We’re All Having a Blonde Moment Right Now

“Who’s the blonde? Who’s the blonde? The blonde?” A swarm of men—lust or dollar signs in their eyes—clamors to know at a 1950 screening of The Asphalt Jungle, featuring the newly minted Marilyn Monroe. As Joyce Carol Oates writes the scene in her 2000 novel Blonde (a film adaptation by Andrew Dominik arrives this fall, starring Ana de Armas), that word hangs in the air: a metonym for Monroe’s experience of being harangued, adored, and frayed to the very cortex, a hazard of preserving her self-described “pillow-case white.”

“That blonde,” the colorist Jenna Perry says, “it’s for a kept woman.” She is referring not to the Hollywood studio system (golden handcuffs of a peroxide sort) but to the tyranny of upkeep.
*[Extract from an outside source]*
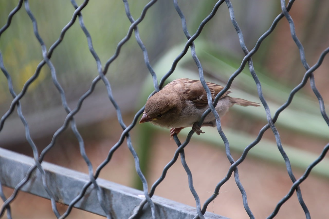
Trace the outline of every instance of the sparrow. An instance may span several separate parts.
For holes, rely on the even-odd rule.
[[[211,93],[213,101],[224,87],[206,82]],[[224,115],[234,104],[246,107],[260,106],[259,104],[243,99],[231,97],[227,91],[220,97],[215,107],[220,117]],[[170,128],[172,138],[185,128],[192,127],[198,135],[204,133],[202,126],[215,127],[214,114],[209,113],[200,126],[198,123],[202,114],[208,108],[207,93],[198,80],[180,78],[173,81],[147,100],[139,124],[150,122],[154,125]]]

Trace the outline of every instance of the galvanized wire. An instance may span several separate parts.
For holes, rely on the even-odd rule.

Perry is known instead for her #NYCBlonde, a hand-painted, low-maintenance approach that gives clients (Chloë Sevigny, Tommy Dorfman) a longer reprieve from her new SoHo salon.

Style codes are a weather vane. “For a minute, it was not really cool to be a blonde, politically,” Perry ventures. I’m reminded of the post-2016 articles about the uniform dye jobs at Fox News (what New York’s Amy Larocca called a “dog whistle of whiteness”). Claudia Rankine, who co-mounted a 2018 exhibition on the hair color, sees a “complicit freedom” in the choice to go blonde: “What happens when what we want matches up with a kind of complicity around what is valued?”
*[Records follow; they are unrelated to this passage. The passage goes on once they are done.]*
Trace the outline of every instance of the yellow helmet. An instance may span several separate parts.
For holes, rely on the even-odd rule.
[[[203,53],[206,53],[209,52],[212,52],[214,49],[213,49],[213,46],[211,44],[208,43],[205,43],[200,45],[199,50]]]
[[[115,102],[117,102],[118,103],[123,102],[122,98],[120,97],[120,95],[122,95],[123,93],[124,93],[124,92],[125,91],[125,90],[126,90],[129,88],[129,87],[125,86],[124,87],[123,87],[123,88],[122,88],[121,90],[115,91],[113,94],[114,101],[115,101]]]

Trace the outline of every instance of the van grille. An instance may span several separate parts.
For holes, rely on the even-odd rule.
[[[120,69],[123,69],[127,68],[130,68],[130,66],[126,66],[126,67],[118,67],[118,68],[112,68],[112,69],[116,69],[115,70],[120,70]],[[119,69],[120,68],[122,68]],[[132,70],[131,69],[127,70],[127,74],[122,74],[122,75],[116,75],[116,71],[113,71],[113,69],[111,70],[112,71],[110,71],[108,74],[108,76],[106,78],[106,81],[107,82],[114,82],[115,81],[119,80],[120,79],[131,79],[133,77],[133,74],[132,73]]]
This year’s two blonde poles, Marilyn and Barbie, suggest the comforts (and currency) of nostalgia but also signal a fresh assessment. It’s evident how these icons have been packaged for consumption, and what the costs are when women are treated as dolls and dolls as women (however adroit director Greta Gerwig’s protagonist might be on neon Rollerblades). Can self-awareness act as insulation against a caustic legacy of blonde?
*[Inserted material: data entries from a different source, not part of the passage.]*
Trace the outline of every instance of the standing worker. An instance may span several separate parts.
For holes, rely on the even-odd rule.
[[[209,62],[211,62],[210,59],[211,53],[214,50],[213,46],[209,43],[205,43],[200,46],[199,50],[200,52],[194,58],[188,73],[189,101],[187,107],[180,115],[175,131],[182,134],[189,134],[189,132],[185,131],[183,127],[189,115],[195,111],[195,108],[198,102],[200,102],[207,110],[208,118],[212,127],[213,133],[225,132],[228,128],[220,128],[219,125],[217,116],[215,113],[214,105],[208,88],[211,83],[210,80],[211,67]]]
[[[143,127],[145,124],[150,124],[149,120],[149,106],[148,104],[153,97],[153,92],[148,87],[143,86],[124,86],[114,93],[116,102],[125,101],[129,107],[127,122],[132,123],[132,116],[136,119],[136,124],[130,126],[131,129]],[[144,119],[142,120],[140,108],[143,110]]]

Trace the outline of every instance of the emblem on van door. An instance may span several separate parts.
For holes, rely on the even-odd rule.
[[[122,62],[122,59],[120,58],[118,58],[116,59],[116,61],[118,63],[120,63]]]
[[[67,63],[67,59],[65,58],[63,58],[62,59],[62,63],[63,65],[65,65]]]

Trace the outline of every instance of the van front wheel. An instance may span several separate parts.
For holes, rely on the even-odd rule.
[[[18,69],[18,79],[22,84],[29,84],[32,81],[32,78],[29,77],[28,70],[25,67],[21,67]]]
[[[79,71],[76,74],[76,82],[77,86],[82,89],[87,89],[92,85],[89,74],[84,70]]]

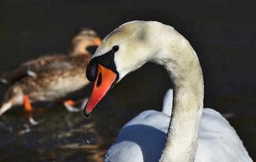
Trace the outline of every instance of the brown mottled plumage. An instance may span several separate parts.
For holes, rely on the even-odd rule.
[[[30,103],[53,101],[88,84],[85,69],[91,54],[86,48],[100,41],[95,32],[83,29],[72,37],[69,55],[48,53],[4,73],[1,80],[14,84],[5,95],[0,116],[11,106],[24,103],[24,95]]]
At the formula level, it’s certainly a gentler road. After Olaplex debuted in 2014, promising to repair disulfide (or covalent) bonds in damaged strands, a product boom followed. (Such safeguards are why quick-change artists like Dua Lipa and Kim Kardashian can flirt with platinum for a break-the-internet flash.) Living Proof, a company built on research out of MIT’s Langer Lab, brings the latest high-tech salve: the heat-activated Triple Bond Complex, a weekly treatment that targets all three bonds. To Perry, who tested early samples, it’s a way of “future-proofing the hair,” even if the inspiration dates back decades. She foretells a comeback for bottle blondes—“and I say that with a little bit of sweat,” she adds, alluding to the maintenance involved and to a possible looming recession. We might soon find ourselves with a different new-old lodestar: punk-era Blondie.